Data were analyzed using the 2-tailed unpaired t test and are represented as mean ± SEM unless stated otherwise. Normality of data was assessed using the D’Agostino-Pearson normality test.

PRAME expression in breast cancer

We interrogated the TCGA pan-cancer and GTEx data repositories for PRAME mRNA expression using the Gene Expression Profiling Interactive Analysis (GEPIA) interactive web server [40]. We found an increased expression of PRAME in cancer tissues compared to the corresponding normal tissues for the most common cancer types among women worldwide (breast cancer, colorectal cancer, lung cancer) in addition to its well-known upregulation in melanoma (Fig. 1a).
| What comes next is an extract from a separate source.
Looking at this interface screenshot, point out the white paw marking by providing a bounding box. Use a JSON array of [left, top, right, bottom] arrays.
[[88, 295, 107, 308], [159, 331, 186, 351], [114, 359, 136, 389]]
In contrast, PRAME expression was downregulated in acute myeloid leukemia, where it has been reported to be associated with a more favorable outcome. Next, we explored the association of PRAME with clinical outcome in the TCGA breast cancer dataset and found that PRAME expression correlated significantly with a shorter overall survival and to a lesser extent with a shorter disease-free survival (Fig. 1b).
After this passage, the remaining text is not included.